The Terminator opens with scenes from the movie, albeit rendered in typical grainy, frame-skippy, half-screen Sega CD video. Those are pretty bad, but the art direction once in-game is actually a pleasant surprise; not the most detailed backgrounds in the world, but very good sprite work, foreground and atmospheric effects. The game also sports a Redbook Audio soundtrack by Tommy Tallarico, done in the wailing butt rock guitar style that was the fashion in the Sega CD era.

Those factors alone have caused a lot of people to call this game both one of the best Terminator and Sega CD games there is. I'm of the opinion that it would be, if only the level design and gameplay weren't so amateurish. The first level is ridiculously easy thanks to the terrible scripting of the Terminators; their AI is apparently on the fritz as they attempt to shoot you through obstacles repeatedly (while you have a clear line of fire on them), stand and patiently wait at bottoms of stairs for you while you gun them down diagonally, and generally barely have an idea of where you even are at any given time (the large tank-bot things don't even make an attempt to turn around when you get behind them and start shooting them to peices.) This jags sharply in the other direction in the second level, however; they're no smarter, but now they're fucking EVERYWHERE, constantly underfoot, set up to get the drop on you, and with 3 or 4 covering each other at a time. The levels also start to get a little labrynthine and confusing at this point.

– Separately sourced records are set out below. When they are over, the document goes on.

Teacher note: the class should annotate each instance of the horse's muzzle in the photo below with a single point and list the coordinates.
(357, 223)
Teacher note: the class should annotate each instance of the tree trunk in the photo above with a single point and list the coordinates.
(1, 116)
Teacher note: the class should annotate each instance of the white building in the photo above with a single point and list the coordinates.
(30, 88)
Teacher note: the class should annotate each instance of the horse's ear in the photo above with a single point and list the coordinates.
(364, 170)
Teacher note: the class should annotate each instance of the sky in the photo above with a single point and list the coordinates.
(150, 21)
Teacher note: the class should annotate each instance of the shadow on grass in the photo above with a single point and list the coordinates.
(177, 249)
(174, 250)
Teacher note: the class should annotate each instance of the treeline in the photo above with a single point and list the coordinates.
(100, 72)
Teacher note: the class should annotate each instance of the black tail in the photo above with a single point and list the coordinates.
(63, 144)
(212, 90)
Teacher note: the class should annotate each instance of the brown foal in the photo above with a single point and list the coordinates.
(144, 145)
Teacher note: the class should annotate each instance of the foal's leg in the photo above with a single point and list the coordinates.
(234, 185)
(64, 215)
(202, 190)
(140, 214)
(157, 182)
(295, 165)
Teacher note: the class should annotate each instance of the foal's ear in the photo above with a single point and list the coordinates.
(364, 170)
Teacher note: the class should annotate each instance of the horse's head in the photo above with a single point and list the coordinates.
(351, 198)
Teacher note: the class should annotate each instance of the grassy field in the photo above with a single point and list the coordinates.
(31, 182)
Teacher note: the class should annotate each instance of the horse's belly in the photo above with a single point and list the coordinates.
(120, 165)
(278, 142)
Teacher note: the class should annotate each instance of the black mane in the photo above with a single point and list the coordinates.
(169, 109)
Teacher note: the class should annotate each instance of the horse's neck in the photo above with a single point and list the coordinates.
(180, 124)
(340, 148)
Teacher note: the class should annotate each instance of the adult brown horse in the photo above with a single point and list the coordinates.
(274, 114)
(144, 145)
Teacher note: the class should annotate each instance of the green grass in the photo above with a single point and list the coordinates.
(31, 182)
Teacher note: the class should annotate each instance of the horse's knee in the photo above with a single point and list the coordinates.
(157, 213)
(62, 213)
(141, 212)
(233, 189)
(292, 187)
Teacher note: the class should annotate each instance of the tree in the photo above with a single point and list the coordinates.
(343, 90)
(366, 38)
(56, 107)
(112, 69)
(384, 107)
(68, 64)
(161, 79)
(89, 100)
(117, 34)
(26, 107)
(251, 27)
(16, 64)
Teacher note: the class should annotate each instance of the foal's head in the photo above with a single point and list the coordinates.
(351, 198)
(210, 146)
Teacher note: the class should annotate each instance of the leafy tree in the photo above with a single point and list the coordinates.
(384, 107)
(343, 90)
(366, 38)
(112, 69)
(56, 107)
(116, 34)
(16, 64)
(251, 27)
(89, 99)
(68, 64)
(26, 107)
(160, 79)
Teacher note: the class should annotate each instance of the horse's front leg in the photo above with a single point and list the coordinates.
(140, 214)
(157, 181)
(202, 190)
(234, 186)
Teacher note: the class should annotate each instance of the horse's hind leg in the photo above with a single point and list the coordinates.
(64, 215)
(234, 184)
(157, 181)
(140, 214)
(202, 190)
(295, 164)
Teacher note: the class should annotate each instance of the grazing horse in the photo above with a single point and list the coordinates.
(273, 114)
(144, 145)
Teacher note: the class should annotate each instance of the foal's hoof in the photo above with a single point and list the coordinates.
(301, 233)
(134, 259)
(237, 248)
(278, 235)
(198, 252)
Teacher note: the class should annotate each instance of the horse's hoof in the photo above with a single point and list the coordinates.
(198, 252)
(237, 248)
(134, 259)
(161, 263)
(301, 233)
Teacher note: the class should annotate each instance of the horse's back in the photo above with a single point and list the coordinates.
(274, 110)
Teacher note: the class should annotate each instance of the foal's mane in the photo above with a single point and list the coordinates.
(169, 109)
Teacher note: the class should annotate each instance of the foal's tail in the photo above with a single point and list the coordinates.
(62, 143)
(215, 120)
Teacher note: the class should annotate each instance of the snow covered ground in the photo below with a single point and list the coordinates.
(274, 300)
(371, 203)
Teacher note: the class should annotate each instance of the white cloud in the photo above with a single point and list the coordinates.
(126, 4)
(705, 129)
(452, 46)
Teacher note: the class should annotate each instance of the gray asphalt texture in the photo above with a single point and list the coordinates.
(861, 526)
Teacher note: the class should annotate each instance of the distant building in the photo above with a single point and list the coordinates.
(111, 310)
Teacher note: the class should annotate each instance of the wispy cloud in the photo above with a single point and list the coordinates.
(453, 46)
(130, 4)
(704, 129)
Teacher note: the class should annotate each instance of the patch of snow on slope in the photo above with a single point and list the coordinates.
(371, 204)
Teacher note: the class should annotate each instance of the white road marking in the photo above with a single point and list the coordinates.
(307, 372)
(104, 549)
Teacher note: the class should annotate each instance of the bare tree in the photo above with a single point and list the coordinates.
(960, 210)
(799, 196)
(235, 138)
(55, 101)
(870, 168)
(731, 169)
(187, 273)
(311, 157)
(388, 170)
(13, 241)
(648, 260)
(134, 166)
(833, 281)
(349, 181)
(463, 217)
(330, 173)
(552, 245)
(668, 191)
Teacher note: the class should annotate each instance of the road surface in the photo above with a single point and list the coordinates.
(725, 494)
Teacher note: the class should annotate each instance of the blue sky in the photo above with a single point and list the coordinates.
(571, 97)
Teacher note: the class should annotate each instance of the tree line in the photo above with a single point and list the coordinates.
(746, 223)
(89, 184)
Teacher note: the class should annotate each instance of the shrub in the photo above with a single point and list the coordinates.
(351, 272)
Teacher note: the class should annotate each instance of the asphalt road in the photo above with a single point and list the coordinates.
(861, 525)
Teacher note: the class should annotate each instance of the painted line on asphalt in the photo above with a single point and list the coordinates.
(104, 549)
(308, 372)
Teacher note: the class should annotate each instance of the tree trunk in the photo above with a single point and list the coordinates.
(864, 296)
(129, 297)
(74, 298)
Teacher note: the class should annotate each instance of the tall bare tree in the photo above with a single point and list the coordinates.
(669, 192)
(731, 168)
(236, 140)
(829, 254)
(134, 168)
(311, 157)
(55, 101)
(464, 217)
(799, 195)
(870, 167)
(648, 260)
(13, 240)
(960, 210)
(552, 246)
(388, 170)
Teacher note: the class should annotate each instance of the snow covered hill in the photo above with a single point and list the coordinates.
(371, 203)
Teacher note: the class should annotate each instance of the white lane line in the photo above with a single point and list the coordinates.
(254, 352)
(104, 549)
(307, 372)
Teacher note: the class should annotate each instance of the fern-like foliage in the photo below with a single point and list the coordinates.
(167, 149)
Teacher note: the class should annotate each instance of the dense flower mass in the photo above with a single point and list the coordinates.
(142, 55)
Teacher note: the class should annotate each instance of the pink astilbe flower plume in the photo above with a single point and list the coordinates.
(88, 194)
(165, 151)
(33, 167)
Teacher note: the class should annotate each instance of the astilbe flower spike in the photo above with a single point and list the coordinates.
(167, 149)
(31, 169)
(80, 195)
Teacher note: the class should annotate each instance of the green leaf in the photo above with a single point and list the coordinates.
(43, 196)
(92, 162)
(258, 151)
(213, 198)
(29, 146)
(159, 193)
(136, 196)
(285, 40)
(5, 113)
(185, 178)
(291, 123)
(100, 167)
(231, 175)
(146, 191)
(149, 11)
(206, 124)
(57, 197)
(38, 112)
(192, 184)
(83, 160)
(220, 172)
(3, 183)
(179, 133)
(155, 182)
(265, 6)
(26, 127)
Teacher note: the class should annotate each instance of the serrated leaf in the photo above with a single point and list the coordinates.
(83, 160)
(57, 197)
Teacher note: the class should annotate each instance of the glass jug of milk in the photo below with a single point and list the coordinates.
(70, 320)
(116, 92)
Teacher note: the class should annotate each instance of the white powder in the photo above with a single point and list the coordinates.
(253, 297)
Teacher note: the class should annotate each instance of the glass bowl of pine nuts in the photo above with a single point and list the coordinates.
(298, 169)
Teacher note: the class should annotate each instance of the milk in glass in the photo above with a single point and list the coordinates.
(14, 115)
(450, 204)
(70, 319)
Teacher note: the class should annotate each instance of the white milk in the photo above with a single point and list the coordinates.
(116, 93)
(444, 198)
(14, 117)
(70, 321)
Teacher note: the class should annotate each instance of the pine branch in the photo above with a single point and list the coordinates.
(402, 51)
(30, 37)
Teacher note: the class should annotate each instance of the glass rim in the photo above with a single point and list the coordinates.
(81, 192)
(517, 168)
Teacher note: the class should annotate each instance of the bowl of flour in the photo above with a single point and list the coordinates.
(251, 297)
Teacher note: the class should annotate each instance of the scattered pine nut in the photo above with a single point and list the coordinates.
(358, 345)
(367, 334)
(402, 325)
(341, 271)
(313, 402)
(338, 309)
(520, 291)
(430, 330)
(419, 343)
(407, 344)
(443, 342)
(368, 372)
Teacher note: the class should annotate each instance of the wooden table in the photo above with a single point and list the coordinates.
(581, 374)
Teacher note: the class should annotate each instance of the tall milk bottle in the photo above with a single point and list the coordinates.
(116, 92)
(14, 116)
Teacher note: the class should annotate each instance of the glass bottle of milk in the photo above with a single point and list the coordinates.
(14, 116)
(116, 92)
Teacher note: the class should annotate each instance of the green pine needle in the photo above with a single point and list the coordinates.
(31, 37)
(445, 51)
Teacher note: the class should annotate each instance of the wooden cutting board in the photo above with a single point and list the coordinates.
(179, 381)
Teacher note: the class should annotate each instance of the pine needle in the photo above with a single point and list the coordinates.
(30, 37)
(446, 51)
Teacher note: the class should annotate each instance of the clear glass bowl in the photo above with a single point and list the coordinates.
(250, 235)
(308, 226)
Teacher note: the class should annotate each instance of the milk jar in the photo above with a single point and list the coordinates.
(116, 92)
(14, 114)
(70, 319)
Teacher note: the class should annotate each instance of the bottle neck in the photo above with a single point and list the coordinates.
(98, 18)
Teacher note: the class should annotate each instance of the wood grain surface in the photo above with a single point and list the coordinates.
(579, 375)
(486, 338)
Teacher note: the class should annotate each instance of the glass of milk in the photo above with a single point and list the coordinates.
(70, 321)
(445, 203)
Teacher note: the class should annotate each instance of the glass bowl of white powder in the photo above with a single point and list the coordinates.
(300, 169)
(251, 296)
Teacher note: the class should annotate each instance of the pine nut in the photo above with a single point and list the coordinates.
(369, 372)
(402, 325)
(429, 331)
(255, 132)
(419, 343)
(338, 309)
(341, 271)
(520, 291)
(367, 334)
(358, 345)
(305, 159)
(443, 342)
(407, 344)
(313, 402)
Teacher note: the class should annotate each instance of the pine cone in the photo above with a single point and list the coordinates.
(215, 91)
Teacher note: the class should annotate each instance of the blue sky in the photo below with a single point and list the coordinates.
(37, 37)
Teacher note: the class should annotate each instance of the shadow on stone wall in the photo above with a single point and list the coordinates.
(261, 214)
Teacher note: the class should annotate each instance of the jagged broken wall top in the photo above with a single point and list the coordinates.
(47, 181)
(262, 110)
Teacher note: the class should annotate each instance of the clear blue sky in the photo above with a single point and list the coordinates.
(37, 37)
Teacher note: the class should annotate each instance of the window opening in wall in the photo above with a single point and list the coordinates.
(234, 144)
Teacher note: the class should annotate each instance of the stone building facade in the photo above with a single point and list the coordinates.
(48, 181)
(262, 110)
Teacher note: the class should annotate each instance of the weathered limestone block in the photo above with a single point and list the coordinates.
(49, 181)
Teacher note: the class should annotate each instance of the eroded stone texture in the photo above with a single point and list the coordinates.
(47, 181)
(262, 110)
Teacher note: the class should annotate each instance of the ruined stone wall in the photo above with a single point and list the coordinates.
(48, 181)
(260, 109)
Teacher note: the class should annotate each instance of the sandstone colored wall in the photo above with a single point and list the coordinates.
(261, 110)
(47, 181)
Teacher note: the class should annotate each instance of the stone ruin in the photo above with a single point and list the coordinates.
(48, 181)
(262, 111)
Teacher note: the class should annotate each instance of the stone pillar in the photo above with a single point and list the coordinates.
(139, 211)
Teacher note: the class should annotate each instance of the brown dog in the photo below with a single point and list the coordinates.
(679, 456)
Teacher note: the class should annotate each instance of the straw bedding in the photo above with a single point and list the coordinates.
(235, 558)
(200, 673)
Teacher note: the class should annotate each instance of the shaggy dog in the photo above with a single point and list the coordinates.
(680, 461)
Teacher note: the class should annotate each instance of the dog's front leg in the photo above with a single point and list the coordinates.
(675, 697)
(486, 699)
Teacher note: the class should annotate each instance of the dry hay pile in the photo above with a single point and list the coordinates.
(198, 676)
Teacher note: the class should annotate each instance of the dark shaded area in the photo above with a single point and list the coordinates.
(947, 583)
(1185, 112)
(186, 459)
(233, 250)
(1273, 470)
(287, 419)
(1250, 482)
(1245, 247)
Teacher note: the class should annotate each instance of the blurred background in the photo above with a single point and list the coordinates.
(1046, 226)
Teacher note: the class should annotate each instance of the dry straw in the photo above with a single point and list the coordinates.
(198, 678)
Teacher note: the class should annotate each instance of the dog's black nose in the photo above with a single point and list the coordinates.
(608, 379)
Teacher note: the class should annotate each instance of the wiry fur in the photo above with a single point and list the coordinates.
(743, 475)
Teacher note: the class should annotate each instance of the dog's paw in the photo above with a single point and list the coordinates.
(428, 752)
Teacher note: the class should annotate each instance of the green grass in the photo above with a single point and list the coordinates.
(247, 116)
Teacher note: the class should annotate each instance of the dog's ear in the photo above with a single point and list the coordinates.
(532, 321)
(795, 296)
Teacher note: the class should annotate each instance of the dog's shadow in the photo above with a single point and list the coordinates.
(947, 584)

There's some neat levels later in the game after you time-travel back to 1984, but they suffer from the same design problems. And rather than being a menacing pursuing force, Arnie is reduced to popping in a couple of times as a goofy end-of-level boss who is about as easily dispatched with as some of the common enemies. This game was almost there as a quality run-and-gun, but the fundamentals needed more fine-tuning.